Borromeo, la peste e la morte
Scampato alla peste, fu comunque indebolito in salute negli ultimi suoi anni e rimase in cura costante del suo medico personale Bartolomeo Assandri. Il 2 novembre 1584, l'arcivescovo Borromeo, febbricitante e di ritorno da una visita pastorale sul Lago Maggiore, tornò a Milano scendendo il Naviglio Grande, a bordo del famoso Barchett di Boffalora. Sostò quindi a Cassinetta di Lugagnano (dove una statua lo ricorda) e a Corsico, per riprendersi dalla febbre alta, in località Guardia di Sotto e qui venne eretta un'edicola in ricordo. Proseguì quindi il viaggio verso Milano, su una lettiga. Nonostante il trasporto in barella, la febbre, sempre più alta, lo spense per sempre, all'età di soli 46 anni, la sera del 3 novembre 1584 a Milano, gli era accanto il suo collaboratore, il vescovo gallese Owen Lewis; essendo spirato dopo il tramonto (precisamente alle 20.30), secondo l'uso del tempo venne considerato il giorno 4 come sua ricorrenza.
Il Sancarlone
La figura di san Carlo Borromeo è oggi ricordata con uno straordinario monumento, unico nel suo genere: una gigantesca statua posta ad Arona sul Lago Maggiore e chiamata popolarmente Il Sancarlone per le enormi dimensioni che la contraddistinguono e che la rendono visibile anche a lunga distanza. Nelle intenzioni della città di Arona, essa avrebbe dovuto essere il culmine di un Sacro Monte a lui intitolato, ma mai completato.

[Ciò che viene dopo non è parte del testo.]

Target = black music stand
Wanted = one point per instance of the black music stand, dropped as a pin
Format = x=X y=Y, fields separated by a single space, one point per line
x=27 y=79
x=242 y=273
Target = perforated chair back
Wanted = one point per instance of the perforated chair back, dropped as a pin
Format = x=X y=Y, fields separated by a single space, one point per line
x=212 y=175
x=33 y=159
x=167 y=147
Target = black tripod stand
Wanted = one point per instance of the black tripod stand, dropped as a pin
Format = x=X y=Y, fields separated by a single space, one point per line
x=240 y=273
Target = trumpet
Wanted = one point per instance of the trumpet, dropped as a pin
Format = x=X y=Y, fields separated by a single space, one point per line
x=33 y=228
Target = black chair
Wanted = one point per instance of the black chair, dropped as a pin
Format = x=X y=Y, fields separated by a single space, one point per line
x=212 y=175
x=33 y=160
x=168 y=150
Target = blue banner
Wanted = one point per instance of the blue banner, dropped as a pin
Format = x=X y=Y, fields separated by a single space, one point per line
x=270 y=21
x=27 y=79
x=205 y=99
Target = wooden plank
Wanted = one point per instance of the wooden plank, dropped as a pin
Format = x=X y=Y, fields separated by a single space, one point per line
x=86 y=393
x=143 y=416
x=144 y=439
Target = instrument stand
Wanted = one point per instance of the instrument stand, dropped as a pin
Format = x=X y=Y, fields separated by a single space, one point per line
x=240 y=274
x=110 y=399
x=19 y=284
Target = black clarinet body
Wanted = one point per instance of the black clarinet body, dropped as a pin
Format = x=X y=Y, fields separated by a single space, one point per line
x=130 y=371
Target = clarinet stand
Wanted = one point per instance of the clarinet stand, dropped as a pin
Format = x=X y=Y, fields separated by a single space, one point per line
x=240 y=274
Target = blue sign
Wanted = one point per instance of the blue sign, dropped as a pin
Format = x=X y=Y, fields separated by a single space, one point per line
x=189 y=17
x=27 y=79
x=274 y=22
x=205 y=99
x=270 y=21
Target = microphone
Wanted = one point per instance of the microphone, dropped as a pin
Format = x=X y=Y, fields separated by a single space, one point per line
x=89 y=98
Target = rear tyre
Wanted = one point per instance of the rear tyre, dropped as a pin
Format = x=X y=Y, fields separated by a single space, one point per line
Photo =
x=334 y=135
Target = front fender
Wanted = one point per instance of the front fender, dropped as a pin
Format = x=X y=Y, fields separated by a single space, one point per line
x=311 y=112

La statua, alta 23 metri, in lamina di rame fissata con rivetti, su un'anima in muratura al cui interno è possibile accedere, ha ispirato la tecnica di costruzione della Statua della libertà.
I miracoli di San Carlo Borromeo
"'Quadroni' sono detti quelli che ancora in questi giorni tornano fra le navate del Duomo di Milano, a narrare la vita e i miracoli di san Carlo Borromeo. Un accrescitivo affettuoso, bonario, “spontaneo” per le dimensioni davvero imponenti di questi oltre cinquanta dipinti realizzati nei primissimi anni del Seicento. Ma anche legato a quell’idea stessa di grandezza, di infinita generosità che nella devozione popolare ha sempre accompagnato la memoria del santo vescovo ambrosiano. Come è avvenuto, del resto, anche per il “San Carlone” ad Arona", scrive Luca Frigerio in un articolo sul portale della Diocesi di Milano.
L’esposizione dei quadroni in Cattedrale vede protagoniste tra le campate del Duomo cinquantasei tele, 28 di esse trattano della vita del Beato Carlo e 28 dei Miracoli di San Carlo Borromeo, un vero e proprio museo del primo Seicento lombardo. Fra i suoi mieracoli ci sono la restituzione della vista a un neonato cieco.